Q: Should the exit plumbing be pressure-tested for leaks in today’s super-tight houses?

A: Steve Demetrick, a residential builder and remodeling contractor in Wakefield, R.I., responds: The integrity of the waste plumbing is definitely something to be thinking about when you’re building any kind of house, including a super-tight one. We recently completed a new Certified Passive House in Rhode Island, and we made sure that the exit plumbing was pressure-tested before attaching it to the sewer line (the attachment point to the sewer line was outside of the air barrier of the house).

Along the same lines, it is also wise to pay attention to any water line traps in a tight house, especially the smaller lines from minisplits that are hard piped into the drain lines. These traps are typically made from smaller-diameter pipes that only drain water during the summer. A long, dry winter can easily dry out one of these traps and allow sewer gases into the house under the right air pressure conditions.

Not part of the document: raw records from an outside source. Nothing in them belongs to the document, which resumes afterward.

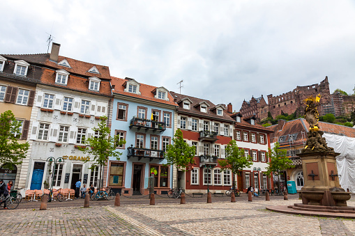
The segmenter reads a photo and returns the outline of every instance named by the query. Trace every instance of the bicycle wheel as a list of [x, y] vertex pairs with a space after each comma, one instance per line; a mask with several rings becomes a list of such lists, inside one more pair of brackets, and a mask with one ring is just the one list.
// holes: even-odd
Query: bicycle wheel
[[6, 200], [6, 207], [10, 210], [16, 209], [19, 205], [19, 203], [16, 201], [15, 198], [8, 198], [8, 200]]
[[59, 202], [62, 202], [63, 200], [64, 200], [64, 198], [63, 197], [63, 195], [61, 194], [56, 194], [56, 200], [58, 200]]

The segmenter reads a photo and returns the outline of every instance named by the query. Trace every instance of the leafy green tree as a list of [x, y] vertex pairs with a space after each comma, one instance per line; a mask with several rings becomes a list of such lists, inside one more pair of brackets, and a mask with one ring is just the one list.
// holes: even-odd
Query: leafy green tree
[[[126, 140], [119, 139], [118, 136], [111, 136], [111, 129], [107, 127], [106, 116], [100, 118], [101, 121], [98, 124], [98, 127], [93, 128], [93, 131], [98, 132], [98, 136], [91, 136], [85, 140], [86, 147], [80, 147], [79, 150], [84, 154], [90, 156], [90, 162], [93, 162], [91, 168], [100, 166], [101, 170], [100, 178], [99, 179], [99, 187], [103, 185], [103, 166], [106, 166], [109, 157], [119, 160], [122, 152], [117, 152], [116, 147], [126, 143]], [[92, 158], [91, 158], [92, 157]], [[86, 160], [85, 162], [89, 162]]]
[[[278, 176], [278, 186], [280, 187], [280, 172], [289, 168], [294, 168], [292, 161], [286, 156], [287, 151], [280, 149], [278, 142], [275, 143], [275, 147], [269, 150], [268, 166], [266, 167], [266, 175], [271, 176], [271, 174], [275, 173]], [[281, 189], [280, 189], [281, 190]]]
[[252, 165], [252, 157], [246, 157], [244, 150], [239, 148], [235, 140], [231, 140], [225, 148], [225, 159], [218, 160], [222, 171], [230, 170], [232, 173], [233, 189], [235, 189], [235, 175], [244, 168]]
[[187, 171], [188, 164], [194, 163], [195, 151], [195, 146], [190, 147], [183, 141], [183, 132], [178, 129], [172, 139], [172, 144], [167, 147], [165, 152], [167, 164], [175, 166], [179, 171]]
[[16, 120], [11, 111], [0, 114], [0, 163], [6, 168], [20, 164], [26, 158], [29, 145], [18, 142], [20, 126], [21, 123]]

I’m aware of this phenomenon from working on large summer homes in my area. A couple of times, clients who live elsewhere for nine months of the year wondered why their house smelled like sewer gas after I had remodeled one of the bathrooms over the winter. In every case, a trap in a different bathroom—which hadn’t been used for all those months—had dried up and was letting sewer gas into the home. Summer homes with smart caretakers don’t usually have that problem.

But for the gases to be drawn into the house, there has to be negative pressure inside. In a properly built super-tight house, the ventilation system should be balanced. A balance between the amount of intake air and exhaust air will minimize areas of negative pressure in the house, minimizing the chance of sewer gases entering the house.

For super-tight houses, it may be worth mentioning that if a trap does dry out, the gas won’t necessarily flow into the house. In order for air to flow into the house, you need two openings—in this case, one would be the sewer line, and the other would be a hole somewhere else in the house—along with a pressure difference between the inside of the house and the outside. If this situation existed, it would create suction on the open sewer pipe and draw gases inside.

But that other hole and the pressure difference are less likely to exist in a super-tight house. To give you some perspective, when you open a window in a Passive House in the winter in New England, the cold air doesn’t rush into the house, as it would in a normal leaky house. These houses are so tight that the air doesn’t have anywhere to go.